A large part of the traditions of New Year is to go round visiting all of the family, including making an offering at the shrines, to include all those members of the family who have died – parents, grandparents, great-grandparents, and even great-great-grandparents were all being remembered.  The whole family, alive and dead, are part of the New Year celebrations.

And the same thing happened as part of the wedding Tea Ceremony at the bride’s house – the families were introduced to each other, but fruit and other things were placed at near the photographs of the ancestors as well.

It is a very moving part of the practice of Vietnamese culture, and, I thought, what a nice way to remember those who have died.

Each of us remembers our loved ones in different ways.  I like to have small everyday objects around the house, which I use – my mother’s tea pot stand and my grandmother’s tea pot, my father’s waistcoat, a friend’s wine glass, another friend’s toast rack; little things around the house which make me think of the person when I use them each day.

For others, family photographs are important, or visits to the grave of the loved ones.  For others flowers are a reminder, and for some, it is just having the memories of the person with us all the time which can either be painful or can be a comfort, depending on the stage of grief which we happen to be in at the time.

For many of us, the memories we have are happy ones – but for some the memories themselves are painful – difficult relationships, unhappy deaths, unresolved endings, and so on.

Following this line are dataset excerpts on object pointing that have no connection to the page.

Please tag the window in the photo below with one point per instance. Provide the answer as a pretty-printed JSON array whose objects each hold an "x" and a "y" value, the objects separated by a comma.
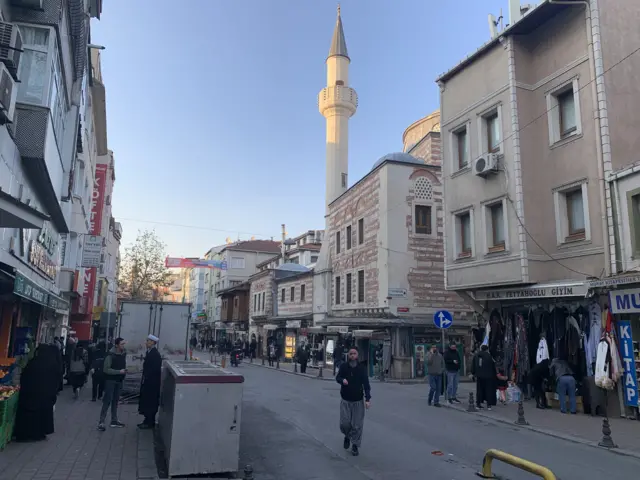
[
  {"x": 575, "y": 215},
  {"x": 461, "y": 148},
  {"x": 563, "y": 112},
  {"x": 572, "y": 212},
  {"x": 237, "y": 262},
  {"x": 496, "y": 224},
  {"x": 567, "y": 113},
  {"x": 493, "y": 132},
  {"x": 423, "y": 219},
  {"x": 360, "y": 286},
  {"x": 464, "y": 235}
]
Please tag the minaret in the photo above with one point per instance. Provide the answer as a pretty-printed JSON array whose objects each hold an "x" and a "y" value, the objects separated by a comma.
[{"x": 337, "y": 103}]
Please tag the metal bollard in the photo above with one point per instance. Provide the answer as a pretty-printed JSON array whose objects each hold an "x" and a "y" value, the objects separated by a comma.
[
  {"x": 607, "y": 441},
  {"x": 521, "y": 420},
  {"x": 472, "y": 404}
]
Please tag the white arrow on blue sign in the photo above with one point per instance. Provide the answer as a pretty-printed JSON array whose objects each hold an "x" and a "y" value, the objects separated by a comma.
[{"x": 442, "y": 319}]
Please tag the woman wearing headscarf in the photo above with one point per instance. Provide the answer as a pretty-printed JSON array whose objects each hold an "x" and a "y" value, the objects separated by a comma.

Somehow, though, as we remember those close to us who have died, we are bringing them all consciously into God’s presence, as we shall do when their names are read out in a few moments, or as we remember them in the silence, and offering to God our happy memories, our love for those who have died, and any pain or unresolved issues we might have – all of these are brought into the light of God’s love, and offered to him for healing.  And as a symbol of that love and healing, and of our hope for ourselves and for those who have died, we’ll all be invited to come forward to light a candle.

‘Jesus said to his disciples: 1‘Do not let your hearts be troubled. Believe in God, believe also in me. 2In my Father’s house there are many rooms’ [John 14:1-2].  God’s love is wider than we can imagine, and it encompasses all that he has made.  Somehow, in the end, in God’s love, all of us will be together, all those we have loved will be held in God’s love.

As the writer of the Old Testament Book of Wisdom puts it: ‘1The souls of the righteous are in the hand of God, and no torment will ever touch them. 2In the eyes of the foolish they seemed to have died… but they are at peace’ [Wisdom 3:1-3].  Amen.